Первые воспоминания о детстве, или, скажем, первые «картинки» из жизни в Нижнем Новгороде, а затем уже и описание жизни в Белом сохранились в записках отца. За них он взялся в 1928 году после смерти брата Николая, которого очень любил. Писал папа в большой «амбарной» книге, писал легко, сразу начисто, почти без поправок, своим красивым, четким почерком. В этих страницах больше всего — о дружбе с братом, немного о матери, о ее мягкости и доброте. Эти черты моей бабушки отмечал также В. В. Розанов. В дарственной на фотокарточке своей жены Варвары Дмитриевны с дочерьми то же теплое чувство благодарности и подпись: «От искренне любящего В. Розанова (1898 г.)».
Привожу полностью текст папиных записок.
«Детство.
Я родился в Нижнем Новгороде в 1876 году, 2 марта по ст. стилю.
Мое первое воспоминание рисует такую картинку. В комнате полумрак. Горит лампада или ночник. Я лежу в кровати почти голенький. За ширмами спит няня. Мой старший брат Коля спит в соседней кровати, но его не видно, потому что кровать с барьером из доски. Но я знаю наверное, что Коля там спит и должен бы проснуться, но не просыпается. Мне скучно ждать, и, в надежде привлечь внимание и сочувствие няни, я говорю медленно, нараспев:
— Я уми-ла-ю…
Никто не отвечает. Я повторяю погромче. Опять молчание. Я повторяю еще и еще громче и, наконец, непрерывно громко полупою, полукричу:
— Я умила-а-а-ю! Я умилаю!
Раздается скрип кровати. Старуха няня надевает туфли, подходит к моей кроватке, молча поворачивает меня на живот и звонко шлепает несколько раз. Шлепки обжигают, я вскрикиваю от боли и лезу под подушку. Няня уходит за ширму. Несколько секунд тишины. Потом раздается ее легкий храп, и я тотчас же в ответ затягиваю, но робко и осторожно:
— Я умила-а-а-ю…
Другая картинка. Жаркий летний день. Мы идем по горе: мы — это няня, Коля, еще какая-то женщина и я. Невероятно жарко, хочется пить. Должно быть, я капризничаю, потому что Коля с убеждением говорит мне: „Вот посмотришь — тебя посадят в яму и дадут тебе лимон, кислый-прекислый“. „Ямы“ я побаиваюсь, потому что в Нижнем перед этими „ямами“ на лотках всегда много лимонов, и я знаю, что лимоны очень кислы, и твердо верю, что если детей сажают за капризы в „ямы“, им приходится есть одни лимоны. Раз Коля говорит, то он уж знает. Я иду молча и смотрю вдаль на Волгу, где бежит пароход и откуда так хорошо пахнет водой. Няня сажает меня к себе за спину, откуда вид на Волгу еще лучше, и мы идем дальше. Вдруг я заявляю:
— Няня, я устал и озяб.
Другая женщина хохочет: на такой-то жаре озяб и устал, когда тебя несут!

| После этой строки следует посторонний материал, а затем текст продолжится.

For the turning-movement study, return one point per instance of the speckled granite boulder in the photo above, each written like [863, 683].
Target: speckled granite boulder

Но я повторяю совершенно спокойно:
— Няня, я устал и озяб.
Няня нисколько не сердится. Она спускает меня на землю и расстегивает штанишки. В стороне от тропинки я делаю что нужно и возвращаюсь, бросив взгляд презрения на спутницу няни: она не понимает, что хорошие мальчики никогда не говорят, что им надо пи-пи, а говорят: „Я устал и озяб“. Это все понимают.
Третья картинка, которая, может быть, была раньше первых двух, потому что она бледнее. Я сижу один в кровати раздетый, хлопаю в ладоши и повторяю немного нараспев: „Вититюли на печи! Вититюли на печи!“ Что это значит, я не знаю. Но мне очень весело. Приехал доктор Штюрмер, но я его совсем уже не боюсь: привык — он ездит каждый день. Он входит в комнату вместе с мамой,
и я еще пуще хлопаю в ладоши, подпрыгиваю и кричу: „Вититюли на печи!“ Мама и доктор принимают мои аплодисменты на свой счет и улыбаются, но аплодисменты на самом деле относятся не к ним, а к Коле, который спрятался от доктора и мамы под кроватью. И доктор, и мама хвалят меня за то, что я молодец. Этого я тоже не понимаю, потому что молодец не я, а Коля, но они этого не знают. Вдруг доктор что-то роняет на пол, потом нагибается и вытаскивает из-под кровати за ногу Колю. Коля красный, и у него слезы на глазах. Мать всплескивает руками, а он вскакивает и убегает.
У меня была скарлатина.
Сохранилась фотография того времени: мать с тремя старшими детьми. Старше меня — Коля, младше — сестра Наташа, которую мать держит на руках. Коля снят прилизанным мальчиком, сидящим на стуле вполне comme il faut, я — на скамеечке у ног мамы, прислонившись к ее ноге, волосы растрепаны, глаза полузакрыты от скуки. В каждой складке рубашки виден трехлетний неженка. Помню еще, что Коля звал меня Лялька и любил показывать на мне, как нужно бить противника. Эти опыты я принимал с флегматичным спокойствием, как потом рассказывала мне мама, и только иногда останавливал увлекавшегося Колю: „Ну ты, блат, потише, а то я тоже тлахну“.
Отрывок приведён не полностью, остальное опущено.